The CRA has expanded the list of office supplies that are eligible expenses. As a general rule, items that can be claimed are those that are "used up" while directly performing your job (e.g., postage, envelopes, stationery, pens, highlighters, sticky notes, ink cartridge, printer paper, etc.). Employees can claim only the expense, or portion of the expense, used for work.

The CRA has posted a list of expenses that many people working from home due to COVID-19 incurred, but cannot be claimed under the Detailed Method.

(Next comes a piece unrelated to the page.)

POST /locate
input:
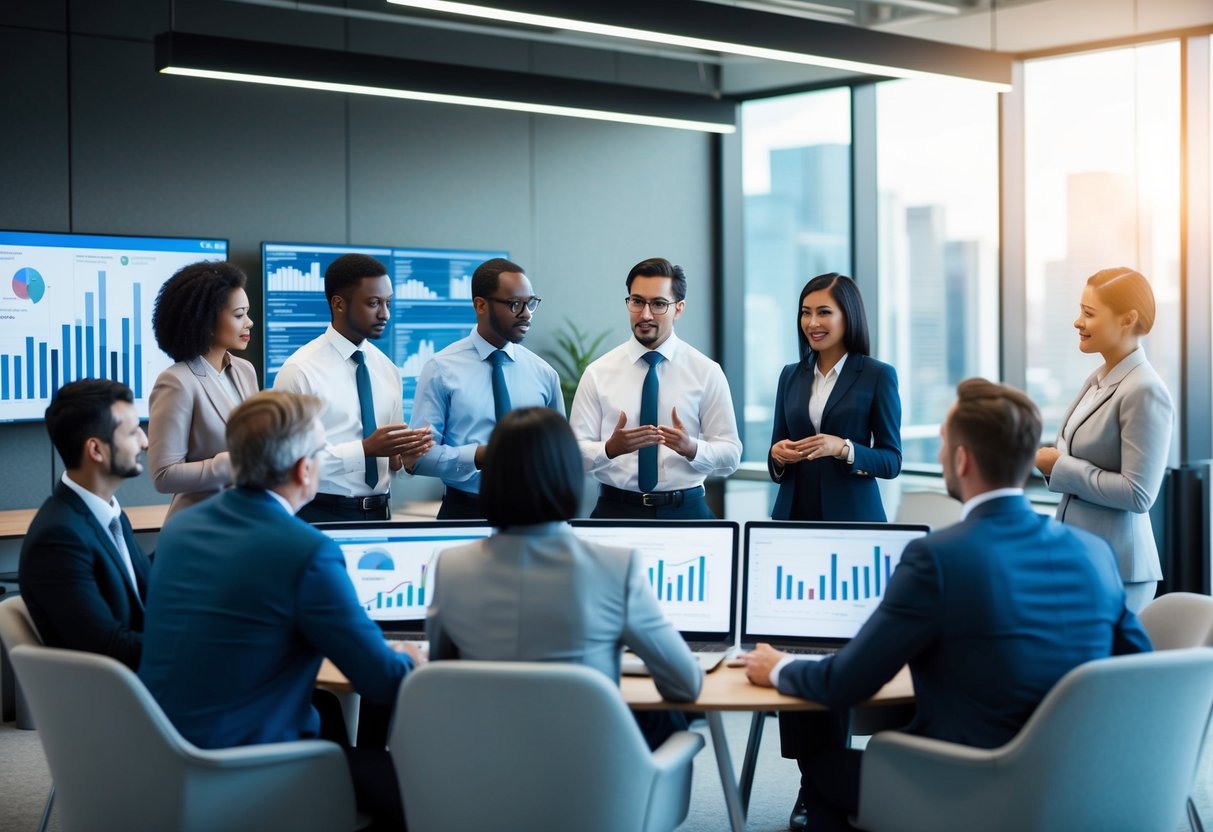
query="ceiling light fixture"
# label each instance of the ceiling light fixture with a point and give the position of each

Examples of these expenses include office chairs, desks, computer monitors, headsets, laptop stands, power bars and surge protectors and webcams.

Employees who are paid on a commission basis may also claim for costs associated with the lease of a cell phone, computer, laptop, tablet, fax machine, etc. that reasonably relate to earning commission income.

Phone Expenses

Certain cell phone expenses may also be claimed where all of the following conditions are met:

  • The cost of the plan is reasonable;
  • The cost of the plan has been reasonably apportioned between employment and personal use; and
  • The employee is able to show the cellular minutes or data consumed directly while performing employment duties (as well as the cost of the minutes or data).

Costs associated with long distance telephone calls made for work (from a cell phone or a land line) may also be included the claim for a deduction under the Detailed Method.

Home Office Expense Forms

Who Completes the Form?

Standard Version

Simplified Version

Employee

T777

Statement of Employment Expenses

Use for:

Standard Method claim for deduction (i.e., the process that ordinarily applies independently of COVID-19)

Applies to eligible expenses that an employee is required to pay for under the terms of their employment contract such as lodging, motor vehicle expenses).

The employee must also have employer complete T2200.

T777S

Statement of Employment Expenses for Working at Home Due to COVID-19

Use for:

Home office expenses only

·         Option 1 – Temporary Flat Rate Method

·         Option 2 – Detailed Method If this option is selected, the employee must also obtain a T2200S completed and signed by their employer.

Employer

T2200

Form T2200, Declaration of Conditions of Employment

Use for:

Standard Method claim for deduction (i.e., the process that ordinarily applies independently of COVID-19).

Employee must keep a copy in case the CRA asks to see it at a later date.

T2200S

Declaration of Conditions of Employment for Working at Home Due to COVID-19

Use for:

Detailed Method (home office expenses only).

Employee must keep a copy in case the CRA asks to see it at a later date.

GST/HST/QST

An employee of a GST/HST and/or QST registrant (other than certain financial institutions) that is entitled to deduct home office expenses from employment income may be able to claim a rebate of the GST/HST or QST paid on these expenses.

Footnotes

1 Only the employer may complete and sign form T2200. The T2200 for the 2020 tax year will be available for download on the CRA website on January 18, 2021.

2 See, e.g., What the changes are, "What are Form T200S and Form T2200", available from the CRA here; and FAQs, "What is form T2200S used for?", available from the CRA here.

The content of this article is intended to provide a general guide to the subject matter. Specialist advice should be sought about your specific circumstances.